Piety Street, released by EmArcy Records a few weeks ago, is an album that can’t be compared to any of Scofield’s previous recordings, yet it seems a logical next step – bringing blues back to its gracious gospel roots. This is not to say Scofield has never played under the influence of gospel before, but it is the first time he has dedicated an entire album to the soul – and to the voice – of the church.
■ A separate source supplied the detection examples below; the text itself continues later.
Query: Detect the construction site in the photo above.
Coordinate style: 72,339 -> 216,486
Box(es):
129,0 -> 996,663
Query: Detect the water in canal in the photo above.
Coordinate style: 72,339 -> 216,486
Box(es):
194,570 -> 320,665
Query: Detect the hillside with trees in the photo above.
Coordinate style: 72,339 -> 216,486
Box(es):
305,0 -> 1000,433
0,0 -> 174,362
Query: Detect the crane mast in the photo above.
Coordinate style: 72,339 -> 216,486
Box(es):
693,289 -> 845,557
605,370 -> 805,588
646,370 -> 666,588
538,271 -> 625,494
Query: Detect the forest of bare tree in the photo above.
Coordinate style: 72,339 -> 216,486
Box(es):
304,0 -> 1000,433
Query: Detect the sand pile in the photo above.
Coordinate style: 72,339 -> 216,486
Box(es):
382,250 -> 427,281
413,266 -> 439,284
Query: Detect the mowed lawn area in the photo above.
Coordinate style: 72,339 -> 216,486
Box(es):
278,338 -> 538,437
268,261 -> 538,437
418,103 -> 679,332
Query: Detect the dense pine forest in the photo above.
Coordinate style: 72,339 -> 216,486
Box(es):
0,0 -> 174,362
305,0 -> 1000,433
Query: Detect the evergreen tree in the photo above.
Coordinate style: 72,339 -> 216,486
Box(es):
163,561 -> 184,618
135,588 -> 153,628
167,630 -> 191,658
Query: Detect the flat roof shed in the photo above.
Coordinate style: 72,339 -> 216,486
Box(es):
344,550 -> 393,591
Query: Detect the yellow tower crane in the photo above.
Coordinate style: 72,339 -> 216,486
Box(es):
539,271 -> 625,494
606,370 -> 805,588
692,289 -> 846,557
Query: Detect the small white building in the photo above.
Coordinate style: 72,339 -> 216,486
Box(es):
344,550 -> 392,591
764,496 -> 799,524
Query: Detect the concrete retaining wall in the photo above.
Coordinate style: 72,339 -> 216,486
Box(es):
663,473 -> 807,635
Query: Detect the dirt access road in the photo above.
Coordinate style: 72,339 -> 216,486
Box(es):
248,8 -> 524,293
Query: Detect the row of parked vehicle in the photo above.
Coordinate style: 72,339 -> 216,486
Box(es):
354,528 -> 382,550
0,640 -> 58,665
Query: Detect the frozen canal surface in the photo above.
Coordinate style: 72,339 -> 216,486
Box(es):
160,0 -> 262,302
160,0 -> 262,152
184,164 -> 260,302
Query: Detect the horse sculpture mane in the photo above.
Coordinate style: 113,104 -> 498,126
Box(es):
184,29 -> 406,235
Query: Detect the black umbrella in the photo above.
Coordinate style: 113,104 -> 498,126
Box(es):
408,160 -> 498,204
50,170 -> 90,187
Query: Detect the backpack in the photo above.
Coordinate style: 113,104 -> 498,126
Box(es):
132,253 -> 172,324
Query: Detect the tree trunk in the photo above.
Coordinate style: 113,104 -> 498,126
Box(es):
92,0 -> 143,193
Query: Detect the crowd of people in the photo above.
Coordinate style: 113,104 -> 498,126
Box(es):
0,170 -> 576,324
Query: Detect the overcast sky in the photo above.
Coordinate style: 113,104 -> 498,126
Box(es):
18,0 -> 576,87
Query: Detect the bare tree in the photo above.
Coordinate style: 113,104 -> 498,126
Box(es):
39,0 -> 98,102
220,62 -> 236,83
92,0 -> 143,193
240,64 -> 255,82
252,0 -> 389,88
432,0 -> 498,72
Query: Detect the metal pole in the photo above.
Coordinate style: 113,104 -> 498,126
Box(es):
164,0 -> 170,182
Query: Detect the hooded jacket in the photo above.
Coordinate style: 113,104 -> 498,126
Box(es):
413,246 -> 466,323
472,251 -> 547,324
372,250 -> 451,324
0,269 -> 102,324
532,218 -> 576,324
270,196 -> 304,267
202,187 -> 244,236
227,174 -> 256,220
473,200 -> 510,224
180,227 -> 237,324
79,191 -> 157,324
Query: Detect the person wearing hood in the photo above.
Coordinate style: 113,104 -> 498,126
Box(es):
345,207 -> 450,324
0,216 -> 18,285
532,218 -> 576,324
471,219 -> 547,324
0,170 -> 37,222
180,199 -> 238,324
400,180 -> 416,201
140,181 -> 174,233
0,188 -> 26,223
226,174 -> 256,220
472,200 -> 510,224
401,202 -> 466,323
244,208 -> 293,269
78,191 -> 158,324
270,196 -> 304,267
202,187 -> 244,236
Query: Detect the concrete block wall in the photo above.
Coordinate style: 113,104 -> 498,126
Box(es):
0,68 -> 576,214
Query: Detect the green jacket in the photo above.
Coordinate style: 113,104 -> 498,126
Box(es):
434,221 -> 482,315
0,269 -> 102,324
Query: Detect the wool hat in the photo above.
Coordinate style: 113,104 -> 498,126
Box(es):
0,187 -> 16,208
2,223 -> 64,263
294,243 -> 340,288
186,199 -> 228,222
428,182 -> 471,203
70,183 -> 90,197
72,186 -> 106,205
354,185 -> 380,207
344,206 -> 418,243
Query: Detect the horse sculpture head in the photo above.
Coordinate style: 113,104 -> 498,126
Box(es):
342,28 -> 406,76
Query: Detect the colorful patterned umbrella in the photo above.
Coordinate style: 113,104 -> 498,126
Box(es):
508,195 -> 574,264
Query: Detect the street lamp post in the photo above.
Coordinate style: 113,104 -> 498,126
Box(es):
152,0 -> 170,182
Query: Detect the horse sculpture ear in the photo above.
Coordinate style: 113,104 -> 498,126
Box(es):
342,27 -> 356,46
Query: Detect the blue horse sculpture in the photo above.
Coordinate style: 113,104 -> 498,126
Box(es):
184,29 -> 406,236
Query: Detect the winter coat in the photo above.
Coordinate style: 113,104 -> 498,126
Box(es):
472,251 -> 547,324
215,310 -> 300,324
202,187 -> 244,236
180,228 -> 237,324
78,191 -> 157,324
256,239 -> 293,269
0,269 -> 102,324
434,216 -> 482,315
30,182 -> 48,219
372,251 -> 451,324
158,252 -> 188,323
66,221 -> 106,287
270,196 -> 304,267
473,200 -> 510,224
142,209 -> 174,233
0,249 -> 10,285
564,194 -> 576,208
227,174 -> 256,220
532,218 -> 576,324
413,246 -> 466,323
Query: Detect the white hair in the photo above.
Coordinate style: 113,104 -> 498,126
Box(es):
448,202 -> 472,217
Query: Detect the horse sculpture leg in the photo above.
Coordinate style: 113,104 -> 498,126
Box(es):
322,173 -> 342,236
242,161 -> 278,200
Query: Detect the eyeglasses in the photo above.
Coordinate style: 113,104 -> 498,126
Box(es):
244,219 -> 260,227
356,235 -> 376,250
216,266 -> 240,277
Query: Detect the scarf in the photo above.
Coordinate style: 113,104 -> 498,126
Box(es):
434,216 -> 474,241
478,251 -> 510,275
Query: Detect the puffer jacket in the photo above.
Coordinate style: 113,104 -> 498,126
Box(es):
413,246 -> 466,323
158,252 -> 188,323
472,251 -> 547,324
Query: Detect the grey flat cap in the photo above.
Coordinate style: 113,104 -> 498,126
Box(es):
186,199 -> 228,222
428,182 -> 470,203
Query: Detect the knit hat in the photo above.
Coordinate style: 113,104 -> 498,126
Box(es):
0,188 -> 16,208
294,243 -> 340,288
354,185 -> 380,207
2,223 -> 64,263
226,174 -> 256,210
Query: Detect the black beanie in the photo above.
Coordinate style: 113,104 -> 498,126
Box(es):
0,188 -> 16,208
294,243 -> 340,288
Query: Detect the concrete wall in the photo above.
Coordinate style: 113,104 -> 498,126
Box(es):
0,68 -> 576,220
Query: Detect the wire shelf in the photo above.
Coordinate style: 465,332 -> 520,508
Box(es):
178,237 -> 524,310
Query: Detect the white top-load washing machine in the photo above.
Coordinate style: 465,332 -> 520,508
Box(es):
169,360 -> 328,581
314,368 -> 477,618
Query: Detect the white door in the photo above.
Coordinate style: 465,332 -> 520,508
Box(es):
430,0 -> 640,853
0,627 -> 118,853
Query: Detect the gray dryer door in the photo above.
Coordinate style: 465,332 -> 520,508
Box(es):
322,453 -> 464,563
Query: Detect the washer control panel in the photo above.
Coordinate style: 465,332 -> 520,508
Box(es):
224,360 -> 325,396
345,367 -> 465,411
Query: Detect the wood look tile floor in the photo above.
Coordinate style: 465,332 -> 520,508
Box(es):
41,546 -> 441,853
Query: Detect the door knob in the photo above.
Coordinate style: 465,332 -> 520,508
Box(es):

I didn’t know anything about Piety Street before listening, but from the first note I knew it was going to be different. “That’s Enough” opens with a sweet piano solo by Jon Cleary, followed by his rapturous vocals to Jesus. I have to admit, I’ve never been a fan of religious music and typically tune out to anything of the sort. But this time, I was all ears. The collaboration between Scofield, Cleary, George Porter Jr. (bass), Ricky Fataar (drums), John Boutt (vocals), and Shannon Powell (percussion) is an intelligent demonstration and expression of how the blues derives from the heavenly praise of the church. Despite its religiosity, it feels rather secular.
For the most part, the band stays in the shapes and fingerings of what it is to play the blues. But Scofield holds back. Piety Street isn’t like A Go Go or Time On My Hands – one amazing jam after another, all about Scofield up front with his impeccable staccato jazz forms. Instead, he dances around the vocals of Cleary and Boutt, giving just enough to make a simple point.
Piety Street has great, classic moments that highlight Scofield and his Ibanez, and at points contort with whammy and wah. In every song, you can hear a different piece of Scofield’s past. “It’s A Big Army” is chorused by a feel similar to überjam. Tracks “Ninety-Nine And A Half” and “I’ll Fly Away” have very familiar feels, though “The Angel of Death” could almost belong to Tom Waits. If it’s drama you love, “The Old Ship of Zion” stays true to the 12-bar blues.
Piety Street doesn’t force the holy spirits down your throat, but has a peaceful and gentle approach to the beauty of faithfulness. The music just feels like spring. And with festival season about to boom around the world, this will be great to hear while dancing barefoot in beer-slimed grass. Scofield is touring all over the place, but most importantly he’ll be in Brooklyn in July with Soulive – at Prospect Park, no less!